Avocado-Tomato SaladThe other day I received a bag of fresh tomatoes from my mother. I had a ripe avocado and some beautiful green leaf lettuce for a base. A monster cucumber from my garden that I’ve been trying to work our way through contributed green-jacketed cubes of creamy white. These were my vegetables and fruits.

Poor avocados: They got a terrible rap during the fat-phobic 80’s. The truth is that avocados are full of unsaturated fats, the kind we need to cushion our organs, feed our brains, and give us healthy skin and shiny hair. Avocados are one of nature’s most perfect foods: you can live off avocados and water for quite some time. They were one of the first foods I fed my babies when they began to eat. At some point, we’ll talk about making your own babyfood, but that’s another post.
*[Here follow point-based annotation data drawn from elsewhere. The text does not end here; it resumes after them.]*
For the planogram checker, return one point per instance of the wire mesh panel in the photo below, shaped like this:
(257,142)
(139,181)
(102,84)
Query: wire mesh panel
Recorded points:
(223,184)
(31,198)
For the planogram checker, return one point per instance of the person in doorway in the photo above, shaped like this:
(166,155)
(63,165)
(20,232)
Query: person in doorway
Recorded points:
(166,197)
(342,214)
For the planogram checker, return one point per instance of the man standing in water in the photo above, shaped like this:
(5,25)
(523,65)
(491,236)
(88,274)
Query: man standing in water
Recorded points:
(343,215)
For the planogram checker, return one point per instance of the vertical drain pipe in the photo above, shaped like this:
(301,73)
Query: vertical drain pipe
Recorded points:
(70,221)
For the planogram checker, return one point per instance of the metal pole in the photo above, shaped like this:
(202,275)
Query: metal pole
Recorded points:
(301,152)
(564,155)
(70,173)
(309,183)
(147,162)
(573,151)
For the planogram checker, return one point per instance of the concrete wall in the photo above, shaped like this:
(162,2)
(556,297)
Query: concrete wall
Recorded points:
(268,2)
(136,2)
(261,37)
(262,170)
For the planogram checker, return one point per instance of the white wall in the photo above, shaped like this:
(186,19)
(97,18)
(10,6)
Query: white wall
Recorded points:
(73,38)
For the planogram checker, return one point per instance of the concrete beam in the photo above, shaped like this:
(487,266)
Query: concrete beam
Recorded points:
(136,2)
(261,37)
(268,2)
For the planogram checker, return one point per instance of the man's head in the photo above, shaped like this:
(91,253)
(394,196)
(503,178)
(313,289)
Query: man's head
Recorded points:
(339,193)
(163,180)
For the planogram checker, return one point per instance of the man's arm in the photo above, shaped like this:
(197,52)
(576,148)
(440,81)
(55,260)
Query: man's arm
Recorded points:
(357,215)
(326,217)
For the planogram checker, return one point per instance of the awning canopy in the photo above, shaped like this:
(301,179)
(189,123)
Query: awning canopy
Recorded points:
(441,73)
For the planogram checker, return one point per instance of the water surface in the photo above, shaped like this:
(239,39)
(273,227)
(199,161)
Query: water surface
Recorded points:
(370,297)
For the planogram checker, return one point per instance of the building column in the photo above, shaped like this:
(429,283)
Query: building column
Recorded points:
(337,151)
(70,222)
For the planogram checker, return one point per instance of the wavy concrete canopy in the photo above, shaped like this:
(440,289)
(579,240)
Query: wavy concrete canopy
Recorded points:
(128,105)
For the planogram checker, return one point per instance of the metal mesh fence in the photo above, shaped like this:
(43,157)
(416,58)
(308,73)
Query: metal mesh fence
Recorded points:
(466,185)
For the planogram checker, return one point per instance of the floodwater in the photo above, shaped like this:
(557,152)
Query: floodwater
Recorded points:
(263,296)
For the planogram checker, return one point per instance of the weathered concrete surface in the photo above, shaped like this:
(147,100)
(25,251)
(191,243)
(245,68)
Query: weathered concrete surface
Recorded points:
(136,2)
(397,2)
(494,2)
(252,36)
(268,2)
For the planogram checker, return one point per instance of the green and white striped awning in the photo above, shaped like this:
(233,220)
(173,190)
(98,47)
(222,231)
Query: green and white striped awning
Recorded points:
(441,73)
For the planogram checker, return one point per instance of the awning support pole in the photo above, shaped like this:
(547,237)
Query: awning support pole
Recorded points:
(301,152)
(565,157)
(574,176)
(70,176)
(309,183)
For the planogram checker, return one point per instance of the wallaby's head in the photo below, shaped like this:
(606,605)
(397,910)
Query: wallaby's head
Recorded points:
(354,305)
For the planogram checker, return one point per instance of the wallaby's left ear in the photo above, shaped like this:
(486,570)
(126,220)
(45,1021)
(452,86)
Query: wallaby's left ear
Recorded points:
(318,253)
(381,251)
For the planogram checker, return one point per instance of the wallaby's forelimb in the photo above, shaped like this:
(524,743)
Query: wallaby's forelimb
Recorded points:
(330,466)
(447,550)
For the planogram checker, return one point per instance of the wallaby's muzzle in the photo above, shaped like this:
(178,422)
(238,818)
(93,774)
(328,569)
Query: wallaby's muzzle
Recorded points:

Then I added my toppings to my salad.

Annie’s Naturals Shitake & Sesame Vinaigrette has been a favorite since I first discovered it in the early 90’s. Vinaigrettes are usually a healthier choice than creamy dressings laden with saturated fats. When looking for a vinaigrette, choose one without any trans-fats, artificial sugars or artificial flavors.

And then the seeds. Sunflower seeds make any salad into a party! I buy mine in the bulk food bins at the health food grocery store.

I keep a variety of yummy toppings in cannisters on my counters not only for convenient additions to my salads, but a handful often makes a great snack, too. Besides sunflower seeds, you’ll see roasted pumpkin seeds (shelled and unshelled, some flavored with teriyaki), dried cranberries, dried currents, sun-dried tomatoes (not the kind in oil; these come packed in vacuum-sealed bags), pistacios, shelled almonds, sesame sticks, and various other goodies that catch my fancy.

Oh yes, and did you notice what’s floating inside my water glass? It’s a cucumber slice! Cucumber-infused water is unbelievably refreshing. I first learned of it in a fun little modern-Vietnamese restaurant in Denver called Parallel 17.